I am, however, somewhat sceptical about some of the destinations that are on offer. They include:
[li]Providence, Rhode Island,[/li]
[li]Seattle, Washington [/li]
I’m wondering: Are Seattle and Toronto really prime options for prospective snowbirds?
Seattle’s winter weather is probably not that different than the German winters: wet and moderately cold. Snow is relatively rare, but not unheard of. It’s definitely better than the typical Toronto winter and likely better than Providence winters. Not that that’s saying much.
Just looked at the Weather Undergorund site. Toronto is currently 32F, but the temperature is dropping over the next week to near or below freezing and snow is in the forecast. Warmest it’ll get is about 44F in the next ten days.
Providence, Rhode Island is 56F now, and looks to stay in the 40-50F range, but evenings will be at or below 32F.
So unless that is a measureable improvement over your weather, I’d pass, unless you’re going there for the purpose of catching a flight to Florida…
I live near Boston which is not far from Providence, so I think I’m reasonably qualified to say that late February through early April is the bleakest, most miserably unattractive time to be in this area. The snow is gone or melting (but we still can get blizzards), everything is brown, grey, or covered in mud, and the weather is on the damp, cold, cloudy, windy side of unpredictable.
And not to be unkind to our neighbors to the south, but even though Providence has undergone a considerable renaissance over the past couple of decades, it’s still not a city you’d drive 80 minutes to get to, much less fly across an ocean.
It’s our first year in the Seattle area, so I’m no expert, but it feels like winter’s back broke mid-January. Since then it’s been mostly sunny days with temps topping out in the 50s (Fahrenheit) and nights that don’t freeze.
Compared to the Midwest, where we came from, which is currently under a state of emergency due to blizzard conditions, it’s really damn nice.
Seattle’s great in the winter if you enjoy days and days of overcast grey skies and drizzle and 45 Fahrenheit (5 Celsius). Seattle weather reports have a term of art I’ve never heard of in other places–“scattered sunbreaks”. In any other place they’d just report it as “cloudy”, but here, it’s a big enough deal that the sun might break through the clouds for a few minutes during they day they feel they have to announce it.

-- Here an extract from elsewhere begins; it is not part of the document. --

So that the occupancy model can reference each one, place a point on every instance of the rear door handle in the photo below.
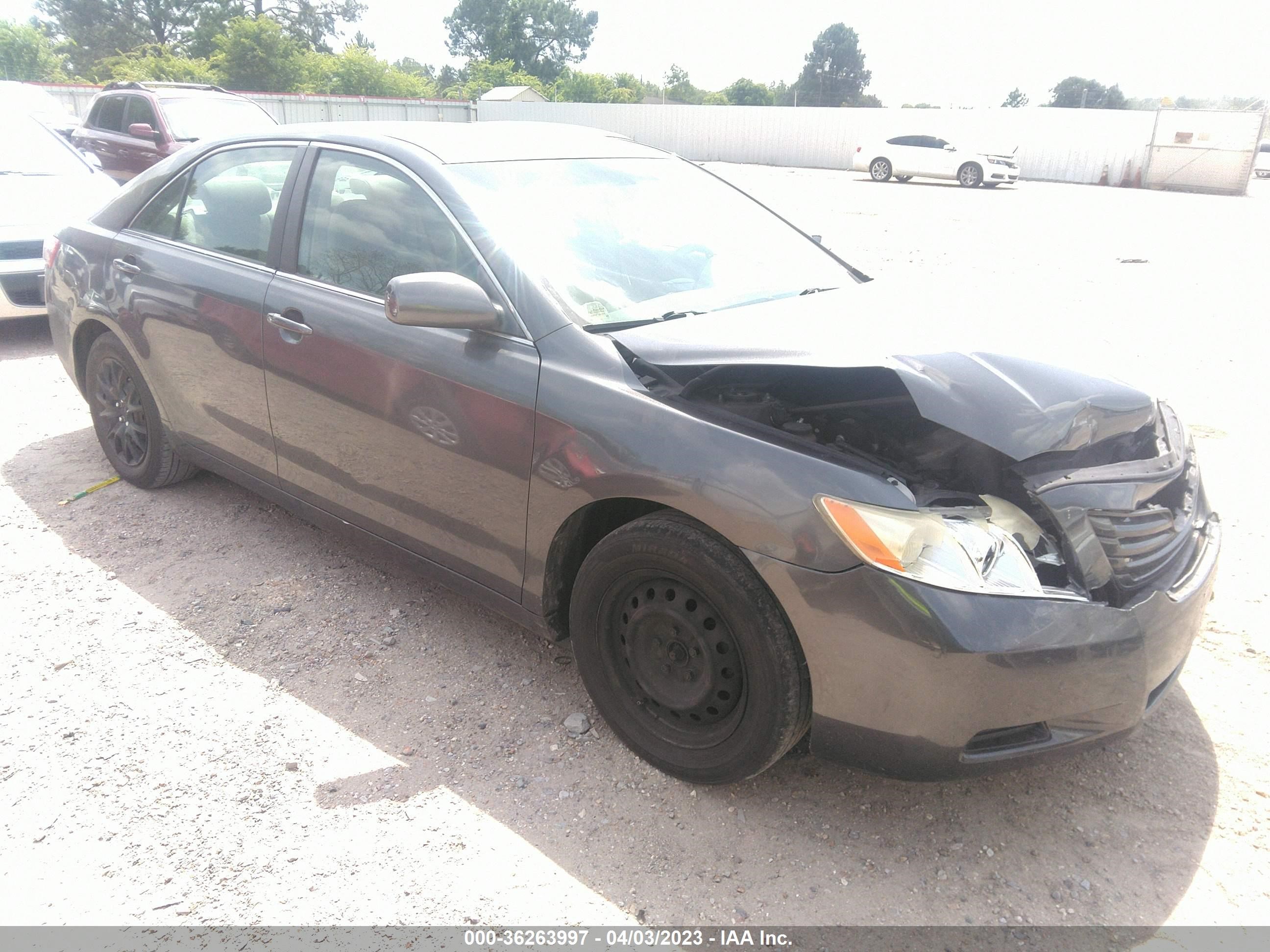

Ironically though it’s clear and cold this particular February morning, bright skies and 43 F. I watched the sun rise!
I’ve lived in Germany and Seattle. Seattle is a bit warmer than Germany (I was between Mainz and Heidelberg) and snowed less. In Seattle the spring season starts sometime in March.
Anyway, all that to say that you’ll be disappointed to travel to Seattle if you want to escape the weather. Providence? No way. I don’t know anything about Toronto except it’s in Canada and Canada = cold.
Toronto?!! Are they nuts?
Toronto in February is not as depressing as Toronto in November, but it’s still icy and snowy. We’ve been having highly-variable weather varying on a timescale of about a week, it’s been going from +5 to -20C. Up and down…
I’ve never been to Providence or Toronto, so can’t comment on them. I’m a long-term resident of the Seattle area, though, and I can’t honestly think why anyone would want to vacation here during the winter. It’s pretty dreary with the clouds and the drizzle. There are, of course, a number of indoor amusements – museums and so forth – so I guess it would be okay if you wanted to stay inside for your vacation.
Of course, if you actually enjoy rain, wind, and mud puddles, winter in Seattle would be a treat.
Toronto in the winter is why beaches in Florida and ski resorts in the Canadian Rockies are filled with Torontonians.
In the winter, Toronto is cold and damp enough to be miserable, but warm enough that it doesn’t usually maintain much of a snowpack for winter recreation. In other words, it should be avoided in the winter, despite it being a wonderful, vibrant city for tourists and residents. Pay a bit more and visit Toronto in any other season and you won’t be disappointed.